His Chocolate Starfish
Tickle his asshole. Need we elaborate? Steven, 23: "It's like central command headquarters down there. Infiltration is victory!"
Food
Every woman knows the way to a man's heart is through his stomach. You don't have to be a good cook to keep a man, just know the secret ingredients and have a quality mortar and pestle available. Dr. Hull tells us, "Use a highly addictive substance. When the withdrawal symptoms hit after your first and hopefully only breakup, he'll literally come crawling back asking for your pasta with special sauce." We recommend OxyContin, a relatively cheap painkiller available from your local drug dealer. It's highly physically addictive, and when introduced slowly to his system will only initially produce a slight euphoric state. Grind the pills and sprinkle a small (but ever-increasing) amount on his finished meal.
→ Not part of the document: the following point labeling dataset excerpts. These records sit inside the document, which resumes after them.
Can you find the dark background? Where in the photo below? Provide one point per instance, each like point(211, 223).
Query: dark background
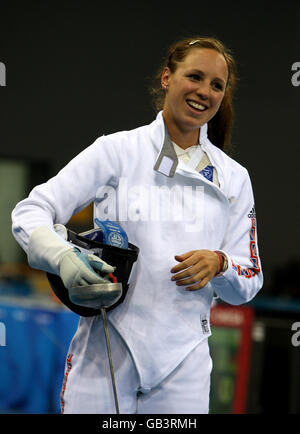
point(77, 70)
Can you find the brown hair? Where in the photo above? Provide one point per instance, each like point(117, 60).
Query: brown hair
point(220, 126)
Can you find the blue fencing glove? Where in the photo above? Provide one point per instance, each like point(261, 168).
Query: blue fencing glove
point(77, 268)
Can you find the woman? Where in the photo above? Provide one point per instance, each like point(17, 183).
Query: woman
point(190, 209)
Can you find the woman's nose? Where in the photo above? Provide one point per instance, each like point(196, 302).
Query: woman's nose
point(203, 90)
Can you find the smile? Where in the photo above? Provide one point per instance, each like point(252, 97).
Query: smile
point(196, 105)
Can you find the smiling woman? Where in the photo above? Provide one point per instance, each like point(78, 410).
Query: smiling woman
point(186, 54)
point(190, 210)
He'll literally never be able to physically leave you. "I realized Rachel was the woman for me because every time I left her for more than a few days, I would get the shakes, splitting headaches, and the Hershey squirts like you wouldn't believe. Now that's love," says Peter, 26. Another good thing to keep in mind is cat tranquilizers. If your man is ever acting restless, just slip some into his cocktail, and by the time he wakes up, he won't even remember his discontent.
Control
When all else fails, the shackles do need to come out of the closet. Try something coy and adventurous like, "Honey, I want to play a game with you. You're going to be my pleasure slave." He'll instantly allow you to fetter him to the bed frame. Congratulations: you've got your man. Why don't you take yourself shopping? It works, too. John, 37, told us, "Help me. I've been here sixteen years. Let me go. My bedsores itch. Help me. Call the police. She's crazy! She's going to kill me soon!" This is the stuff of happy couples. However, if you and your man aren't destined for happiness, it may be something you just have to accept. If you can't have him, no one can: take up taxidermy.